Location
- Bolgatanga Upper East Region Ghana 10°46′29″N 0°51′36″W﻿ / ﻿10.77484°N 0.85998°W

Information
- Type: Public high school
- Motto: Knowledge and Productivity
- Established: February 1976 (50 years ago)
- Status: Active
- School district: Bolgatanga Municipal
- Gender: Co-educational
- Classes offered: General Science; General Arts; Technical; Visual Arts; Home Economics;

= Zamse Senior High Technical School =

Zamse Senior High Technical School is a second-cycle co-educational institution located in Bolgatanga in the Upper East Region of Ghana.

== History ==
The school was formally established in 1976 as a junior high school named Bolgatanga Junior Secondary located in Bukere.

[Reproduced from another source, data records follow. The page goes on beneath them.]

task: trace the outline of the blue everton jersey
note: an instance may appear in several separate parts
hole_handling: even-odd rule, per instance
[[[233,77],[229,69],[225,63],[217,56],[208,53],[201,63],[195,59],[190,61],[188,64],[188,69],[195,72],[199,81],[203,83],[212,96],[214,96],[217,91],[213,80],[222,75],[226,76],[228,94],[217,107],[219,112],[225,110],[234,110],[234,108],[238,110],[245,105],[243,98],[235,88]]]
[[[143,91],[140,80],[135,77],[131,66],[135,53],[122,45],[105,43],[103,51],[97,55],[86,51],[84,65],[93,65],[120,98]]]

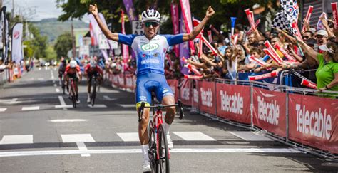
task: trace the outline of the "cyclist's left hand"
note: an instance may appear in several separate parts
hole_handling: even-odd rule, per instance
[[[205,13],[205,16],[207,18],[210,18],[212,15],[214,15],[214,14],[215,14],[215,11],[214,9],[212,9],[211,6],[208,7],[207,12]]]

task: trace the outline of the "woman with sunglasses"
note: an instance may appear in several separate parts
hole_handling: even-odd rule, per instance
[[[142,102],[145,106],[151,104],[151,92],[154,91],[157,99],[163,105],[175,104],[173,92],[167,83],[164,75],[164,60],[169,46],[185,41],[193,40],[202,31],[207,21],[215,14],[209,6],[205,16],[190,33],[178,35],[158,35],[160,26],[160,13],[154,9],[148,9],[142,13],[142,26],[144,35],[124,35],[111,33],[98,15],[96,5],[89,6],[89,11],[93,14],[100,28],[108,39],[118,41],[131,46],[136,55],[137,81],[135,88],[136,108]],[[170,107],[166,110],[164,121],[165,130],[169,148],[173,148],[173,142],[169,135],[169,128],[173,121],[175,108]],[[148,150],[148,135],[147,125],[149,120],[149,109],[145,109],[143,117],[138,124],[138,136],[143,154],[143,171],[150,171]]]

However, on the 10th of October, 1979, it was changed to a technical senior high school and relocated to Bolgatanga Housing Estates area where it adopted its current name .

== Headmasters ==

- Francis Banbogo

==Infrastructure Challenges ==
The school has faced longstanding infrastructure challenges. Reports indicate shortages of classroom furniture, an inadequate dining hall, abandoned GETFund projects, and overcrowded facilities. In some instances, students have reportedly studied under temporary canopies and taken meals under trees due to insufficient infrastructure.